Her operation was scheduled for March 2009. Audrey was already active within the transgender movement in Kenya and was working closely with transgender Kenya initiative that had been formed to address the needs of those silently dealing with GID.
“Somebody suggested that we should do a documentary on my operation and we needed permission to film in KNH. Zawadi Nyong’o, a consultant in the social justice movement, suggested she could get permission from her father, Prof Anyang Nyong’o who was Health minister to film in Kenyatta hospital.”
Says Audrey: “Apparently, the minister called the director of KNH and told him he was aware that a gender change operation was scheduled for the following day and advised him against allowing the operation to proceed. I arrived the following morning ready for my operation and my urologist informed me the operation had been cancelled.”
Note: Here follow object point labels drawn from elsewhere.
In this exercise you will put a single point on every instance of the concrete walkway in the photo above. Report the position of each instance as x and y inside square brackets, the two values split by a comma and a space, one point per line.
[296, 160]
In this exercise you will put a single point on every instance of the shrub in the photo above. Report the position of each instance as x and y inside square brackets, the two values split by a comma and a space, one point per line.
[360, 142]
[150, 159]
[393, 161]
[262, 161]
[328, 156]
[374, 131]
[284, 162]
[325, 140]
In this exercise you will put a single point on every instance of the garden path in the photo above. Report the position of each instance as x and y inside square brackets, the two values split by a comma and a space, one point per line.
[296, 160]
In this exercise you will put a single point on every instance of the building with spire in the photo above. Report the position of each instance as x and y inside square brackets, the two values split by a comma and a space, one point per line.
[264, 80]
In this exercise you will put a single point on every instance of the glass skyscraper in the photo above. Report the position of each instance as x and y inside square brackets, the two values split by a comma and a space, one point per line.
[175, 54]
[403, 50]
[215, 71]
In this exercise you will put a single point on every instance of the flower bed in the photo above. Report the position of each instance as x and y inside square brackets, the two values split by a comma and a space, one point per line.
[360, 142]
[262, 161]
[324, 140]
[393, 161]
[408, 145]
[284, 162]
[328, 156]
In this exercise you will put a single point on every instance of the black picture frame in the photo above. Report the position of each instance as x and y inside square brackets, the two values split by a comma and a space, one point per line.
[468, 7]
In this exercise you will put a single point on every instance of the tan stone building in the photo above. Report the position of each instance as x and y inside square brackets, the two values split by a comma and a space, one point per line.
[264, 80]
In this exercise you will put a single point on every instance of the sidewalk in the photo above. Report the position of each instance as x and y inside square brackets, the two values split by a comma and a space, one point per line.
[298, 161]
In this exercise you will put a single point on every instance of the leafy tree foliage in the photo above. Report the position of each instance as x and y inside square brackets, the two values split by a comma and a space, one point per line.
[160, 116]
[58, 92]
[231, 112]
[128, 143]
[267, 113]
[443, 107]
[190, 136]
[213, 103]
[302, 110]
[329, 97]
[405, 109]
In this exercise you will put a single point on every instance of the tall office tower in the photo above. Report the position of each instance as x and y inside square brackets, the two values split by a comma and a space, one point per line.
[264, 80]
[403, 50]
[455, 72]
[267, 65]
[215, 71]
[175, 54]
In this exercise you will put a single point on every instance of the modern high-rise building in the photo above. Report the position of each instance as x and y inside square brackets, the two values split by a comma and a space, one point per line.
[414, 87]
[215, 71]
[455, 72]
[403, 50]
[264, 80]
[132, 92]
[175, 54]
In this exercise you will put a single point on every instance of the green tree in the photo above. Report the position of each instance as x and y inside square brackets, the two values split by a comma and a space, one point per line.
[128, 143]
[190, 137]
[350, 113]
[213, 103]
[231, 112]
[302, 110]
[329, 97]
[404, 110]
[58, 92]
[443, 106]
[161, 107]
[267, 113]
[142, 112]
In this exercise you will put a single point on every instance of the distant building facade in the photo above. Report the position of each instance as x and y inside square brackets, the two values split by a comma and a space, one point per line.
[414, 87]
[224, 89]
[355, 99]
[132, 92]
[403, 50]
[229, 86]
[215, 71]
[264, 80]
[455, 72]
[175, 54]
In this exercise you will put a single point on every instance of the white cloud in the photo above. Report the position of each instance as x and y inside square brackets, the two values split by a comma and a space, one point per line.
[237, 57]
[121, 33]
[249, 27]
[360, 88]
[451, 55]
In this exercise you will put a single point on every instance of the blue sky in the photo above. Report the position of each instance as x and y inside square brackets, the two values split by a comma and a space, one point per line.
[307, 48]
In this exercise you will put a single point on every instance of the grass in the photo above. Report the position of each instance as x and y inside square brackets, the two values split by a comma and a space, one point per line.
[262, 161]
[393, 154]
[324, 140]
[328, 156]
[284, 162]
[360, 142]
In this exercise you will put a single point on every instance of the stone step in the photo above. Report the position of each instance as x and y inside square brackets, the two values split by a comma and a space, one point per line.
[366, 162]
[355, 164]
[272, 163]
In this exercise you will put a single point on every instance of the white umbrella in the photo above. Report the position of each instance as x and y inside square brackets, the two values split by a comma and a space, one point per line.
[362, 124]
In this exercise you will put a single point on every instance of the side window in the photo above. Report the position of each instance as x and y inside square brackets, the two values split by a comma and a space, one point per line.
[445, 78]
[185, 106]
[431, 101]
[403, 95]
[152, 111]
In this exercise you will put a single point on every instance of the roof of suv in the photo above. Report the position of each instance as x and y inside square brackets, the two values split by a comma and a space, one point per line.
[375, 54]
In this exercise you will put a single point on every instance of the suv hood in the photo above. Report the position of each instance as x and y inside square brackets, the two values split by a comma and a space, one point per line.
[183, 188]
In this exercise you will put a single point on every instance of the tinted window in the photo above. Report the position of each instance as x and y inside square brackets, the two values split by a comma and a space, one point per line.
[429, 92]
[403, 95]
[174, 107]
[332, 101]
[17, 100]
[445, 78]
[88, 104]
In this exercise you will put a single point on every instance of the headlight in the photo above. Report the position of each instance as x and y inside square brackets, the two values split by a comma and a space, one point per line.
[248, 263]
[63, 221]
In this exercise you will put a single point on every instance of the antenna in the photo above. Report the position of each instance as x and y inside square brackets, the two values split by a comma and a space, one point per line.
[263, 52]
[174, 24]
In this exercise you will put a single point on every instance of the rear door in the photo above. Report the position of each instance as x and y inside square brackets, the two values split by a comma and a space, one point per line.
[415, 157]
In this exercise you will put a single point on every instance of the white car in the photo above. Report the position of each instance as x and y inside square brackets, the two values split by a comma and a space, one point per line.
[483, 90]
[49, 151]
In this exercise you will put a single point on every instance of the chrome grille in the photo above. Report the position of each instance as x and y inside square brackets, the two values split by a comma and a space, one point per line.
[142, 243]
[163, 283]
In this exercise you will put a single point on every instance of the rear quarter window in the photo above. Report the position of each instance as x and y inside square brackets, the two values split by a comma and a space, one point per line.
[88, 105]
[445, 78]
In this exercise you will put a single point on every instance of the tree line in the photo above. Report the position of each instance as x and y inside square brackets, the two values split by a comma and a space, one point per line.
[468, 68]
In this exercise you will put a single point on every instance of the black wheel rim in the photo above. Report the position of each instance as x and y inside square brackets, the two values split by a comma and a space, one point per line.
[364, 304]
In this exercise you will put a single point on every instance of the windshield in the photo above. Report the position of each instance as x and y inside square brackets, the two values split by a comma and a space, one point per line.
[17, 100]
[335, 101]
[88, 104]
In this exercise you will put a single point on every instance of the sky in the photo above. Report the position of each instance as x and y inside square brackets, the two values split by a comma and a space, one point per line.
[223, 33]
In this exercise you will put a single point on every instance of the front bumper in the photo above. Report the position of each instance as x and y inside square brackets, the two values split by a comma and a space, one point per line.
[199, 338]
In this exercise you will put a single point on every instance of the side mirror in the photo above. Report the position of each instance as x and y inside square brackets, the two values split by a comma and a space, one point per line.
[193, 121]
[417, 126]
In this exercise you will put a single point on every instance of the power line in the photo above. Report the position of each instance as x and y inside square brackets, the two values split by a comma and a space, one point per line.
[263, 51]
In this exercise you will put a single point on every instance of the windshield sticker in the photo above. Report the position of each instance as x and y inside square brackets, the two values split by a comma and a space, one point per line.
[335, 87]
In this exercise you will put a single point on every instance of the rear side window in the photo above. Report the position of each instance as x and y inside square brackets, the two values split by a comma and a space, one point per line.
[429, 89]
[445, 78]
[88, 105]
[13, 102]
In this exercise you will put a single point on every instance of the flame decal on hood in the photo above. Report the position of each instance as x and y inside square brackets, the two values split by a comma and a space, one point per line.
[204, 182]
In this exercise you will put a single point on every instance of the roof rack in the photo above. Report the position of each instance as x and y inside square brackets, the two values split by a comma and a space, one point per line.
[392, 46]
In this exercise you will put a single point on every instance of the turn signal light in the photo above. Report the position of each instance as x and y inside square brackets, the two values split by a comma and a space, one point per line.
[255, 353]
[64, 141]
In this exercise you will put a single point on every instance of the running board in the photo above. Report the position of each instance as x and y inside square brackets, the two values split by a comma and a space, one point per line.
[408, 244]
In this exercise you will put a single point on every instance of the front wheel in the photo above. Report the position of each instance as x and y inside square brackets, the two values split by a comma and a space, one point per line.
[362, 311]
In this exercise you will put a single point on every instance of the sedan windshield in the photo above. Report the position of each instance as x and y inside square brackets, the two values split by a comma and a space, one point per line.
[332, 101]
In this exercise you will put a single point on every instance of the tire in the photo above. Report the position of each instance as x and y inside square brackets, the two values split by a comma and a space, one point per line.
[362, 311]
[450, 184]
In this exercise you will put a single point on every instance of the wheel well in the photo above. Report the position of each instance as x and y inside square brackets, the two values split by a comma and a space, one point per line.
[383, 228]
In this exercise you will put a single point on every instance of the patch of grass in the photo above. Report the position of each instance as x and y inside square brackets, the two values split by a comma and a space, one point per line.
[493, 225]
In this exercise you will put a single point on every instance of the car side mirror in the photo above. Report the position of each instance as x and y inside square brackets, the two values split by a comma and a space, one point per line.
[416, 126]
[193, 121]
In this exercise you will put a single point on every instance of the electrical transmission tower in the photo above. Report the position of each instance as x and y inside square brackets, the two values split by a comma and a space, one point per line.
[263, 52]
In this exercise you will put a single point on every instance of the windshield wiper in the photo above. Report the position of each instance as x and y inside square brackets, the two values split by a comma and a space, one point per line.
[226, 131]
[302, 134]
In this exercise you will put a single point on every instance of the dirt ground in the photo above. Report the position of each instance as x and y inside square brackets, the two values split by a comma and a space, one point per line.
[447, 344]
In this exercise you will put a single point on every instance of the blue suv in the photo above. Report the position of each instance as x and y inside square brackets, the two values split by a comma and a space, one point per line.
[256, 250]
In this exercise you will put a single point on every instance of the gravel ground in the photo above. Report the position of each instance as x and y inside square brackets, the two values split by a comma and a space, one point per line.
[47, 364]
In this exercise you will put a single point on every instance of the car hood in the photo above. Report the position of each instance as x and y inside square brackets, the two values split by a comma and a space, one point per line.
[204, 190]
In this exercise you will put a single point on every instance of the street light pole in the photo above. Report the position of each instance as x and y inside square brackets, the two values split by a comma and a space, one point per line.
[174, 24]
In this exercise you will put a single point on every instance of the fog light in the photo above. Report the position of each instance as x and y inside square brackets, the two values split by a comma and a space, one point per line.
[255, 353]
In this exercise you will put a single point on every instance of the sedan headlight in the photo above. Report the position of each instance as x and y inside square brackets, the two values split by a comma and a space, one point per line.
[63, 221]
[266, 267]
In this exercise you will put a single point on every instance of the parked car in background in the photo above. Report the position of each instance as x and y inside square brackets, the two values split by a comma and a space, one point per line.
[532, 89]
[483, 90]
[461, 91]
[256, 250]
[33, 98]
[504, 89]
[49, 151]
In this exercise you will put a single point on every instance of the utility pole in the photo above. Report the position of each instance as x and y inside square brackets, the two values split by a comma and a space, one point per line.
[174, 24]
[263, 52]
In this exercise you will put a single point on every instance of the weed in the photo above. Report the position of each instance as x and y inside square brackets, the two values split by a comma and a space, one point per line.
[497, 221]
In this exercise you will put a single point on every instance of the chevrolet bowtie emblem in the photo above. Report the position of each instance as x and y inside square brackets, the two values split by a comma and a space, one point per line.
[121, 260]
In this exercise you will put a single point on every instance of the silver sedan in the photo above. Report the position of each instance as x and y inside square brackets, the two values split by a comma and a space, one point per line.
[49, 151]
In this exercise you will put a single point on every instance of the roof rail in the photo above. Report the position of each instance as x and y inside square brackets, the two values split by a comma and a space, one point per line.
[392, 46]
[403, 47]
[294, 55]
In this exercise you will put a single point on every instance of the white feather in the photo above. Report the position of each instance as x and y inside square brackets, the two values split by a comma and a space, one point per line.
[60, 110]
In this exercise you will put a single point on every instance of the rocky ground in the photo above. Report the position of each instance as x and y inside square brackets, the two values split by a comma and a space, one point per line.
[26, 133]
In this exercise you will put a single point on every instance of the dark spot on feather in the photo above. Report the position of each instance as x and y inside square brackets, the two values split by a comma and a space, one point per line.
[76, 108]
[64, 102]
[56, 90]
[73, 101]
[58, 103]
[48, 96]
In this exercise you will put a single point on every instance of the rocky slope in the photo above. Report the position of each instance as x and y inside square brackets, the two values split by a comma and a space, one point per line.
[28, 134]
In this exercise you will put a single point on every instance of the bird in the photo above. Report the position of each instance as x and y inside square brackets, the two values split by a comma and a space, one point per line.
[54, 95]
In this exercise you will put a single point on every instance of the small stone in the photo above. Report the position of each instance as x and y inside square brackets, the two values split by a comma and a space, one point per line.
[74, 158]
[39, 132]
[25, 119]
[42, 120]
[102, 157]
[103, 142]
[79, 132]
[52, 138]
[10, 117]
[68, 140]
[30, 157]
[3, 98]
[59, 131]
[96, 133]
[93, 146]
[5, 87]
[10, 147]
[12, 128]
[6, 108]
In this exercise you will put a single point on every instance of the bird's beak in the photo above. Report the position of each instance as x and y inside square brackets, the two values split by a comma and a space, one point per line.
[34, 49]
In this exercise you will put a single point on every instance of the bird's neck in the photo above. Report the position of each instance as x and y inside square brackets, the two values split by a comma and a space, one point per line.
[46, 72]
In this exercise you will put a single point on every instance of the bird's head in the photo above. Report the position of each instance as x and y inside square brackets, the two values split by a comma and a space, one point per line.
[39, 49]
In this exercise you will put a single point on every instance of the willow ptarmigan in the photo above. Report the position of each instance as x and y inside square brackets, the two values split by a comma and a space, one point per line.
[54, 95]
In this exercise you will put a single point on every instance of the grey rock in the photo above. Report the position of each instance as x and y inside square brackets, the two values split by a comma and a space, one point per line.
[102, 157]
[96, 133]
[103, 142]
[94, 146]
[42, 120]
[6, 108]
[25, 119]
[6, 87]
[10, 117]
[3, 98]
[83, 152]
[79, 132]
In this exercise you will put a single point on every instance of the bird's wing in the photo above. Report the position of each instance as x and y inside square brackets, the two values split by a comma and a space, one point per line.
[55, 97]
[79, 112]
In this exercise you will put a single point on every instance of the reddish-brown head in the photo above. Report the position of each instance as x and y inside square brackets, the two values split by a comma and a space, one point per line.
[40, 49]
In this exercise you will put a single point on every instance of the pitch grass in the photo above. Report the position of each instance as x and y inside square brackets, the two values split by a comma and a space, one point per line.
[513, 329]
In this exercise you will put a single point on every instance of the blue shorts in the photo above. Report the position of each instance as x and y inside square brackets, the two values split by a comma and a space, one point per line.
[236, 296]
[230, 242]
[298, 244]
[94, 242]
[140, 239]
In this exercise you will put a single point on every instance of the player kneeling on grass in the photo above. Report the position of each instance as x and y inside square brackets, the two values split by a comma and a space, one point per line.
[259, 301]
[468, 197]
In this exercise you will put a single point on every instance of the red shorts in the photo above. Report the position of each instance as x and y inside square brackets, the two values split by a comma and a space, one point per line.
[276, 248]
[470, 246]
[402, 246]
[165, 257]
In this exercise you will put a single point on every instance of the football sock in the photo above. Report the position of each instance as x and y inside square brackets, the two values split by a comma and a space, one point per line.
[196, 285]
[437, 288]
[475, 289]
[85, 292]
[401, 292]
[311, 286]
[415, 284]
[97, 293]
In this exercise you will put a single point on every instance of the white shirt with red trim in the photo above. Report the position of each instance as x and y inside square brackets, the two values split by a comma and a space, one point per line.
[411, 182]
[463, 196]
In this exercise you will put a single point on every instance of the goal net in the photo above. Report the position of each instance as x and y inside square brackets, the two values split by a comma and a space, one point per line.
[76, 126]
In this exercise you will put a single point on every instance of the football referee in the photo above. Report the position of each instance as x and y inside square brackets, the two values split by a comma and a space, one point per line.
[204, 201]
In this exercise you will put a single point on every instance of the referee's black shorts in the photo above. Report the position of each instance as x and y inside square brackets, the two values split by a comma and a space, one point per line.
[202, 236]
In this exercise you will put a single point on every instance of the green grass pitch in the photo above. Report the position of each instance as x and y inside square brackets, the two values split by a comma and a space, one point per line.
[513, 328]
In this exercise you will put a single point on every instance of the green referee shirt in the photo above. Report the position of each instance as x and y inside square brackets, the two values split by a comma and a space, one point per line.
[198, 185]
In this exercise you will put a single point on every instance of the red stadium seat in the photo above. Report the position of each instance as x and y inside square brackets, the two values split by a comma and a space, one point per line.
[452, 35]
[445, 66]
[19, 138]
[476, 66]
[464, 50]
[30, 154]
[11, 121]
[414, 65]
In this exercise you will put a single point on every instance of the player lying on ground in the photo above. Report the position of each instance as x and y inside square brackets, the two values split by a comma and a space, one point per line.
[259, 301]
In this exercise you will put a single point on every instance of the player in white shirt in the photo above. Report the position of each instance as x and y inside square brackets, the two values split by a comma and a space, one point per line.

Audrey was in utter disbelief. Her dream had suddenly short-circuited into shocking disappointed. The journey towards becoming fully a complete woman had come to an abrupt halt.
She has written countless letters to the Health minister before he left office to understand why he issued instructions for the operation to be cancelled with no response. But his instructions opened a new battlefront for GID victims, the war to have the right to an operation.
In addition, Audrey’s experience accidentally revealed the complexity of GID treatment with stunning clarity.
Sex change
She says the medical board brought a new dimension to the issue. She learnt to her dismay that according to the medical code of ethics chapter two, gender re-assignment on demand was not permitted.
That a specialist team must be constituted to evaluate each applicant’s situation to reach a decision if an operation was needed, a condition she believes she met. Her attempt to pierce the veil of the medical board in the last four years has been met with soporific silence.
Audrey now combined the battle for her operation with the fight to have other GID victims have the right to sex change if they wanted. “They took me in circles. First, I was told by the medical board I needed my parents consent because they might sue the hospital. But I was over 18, why would an adult need permission?”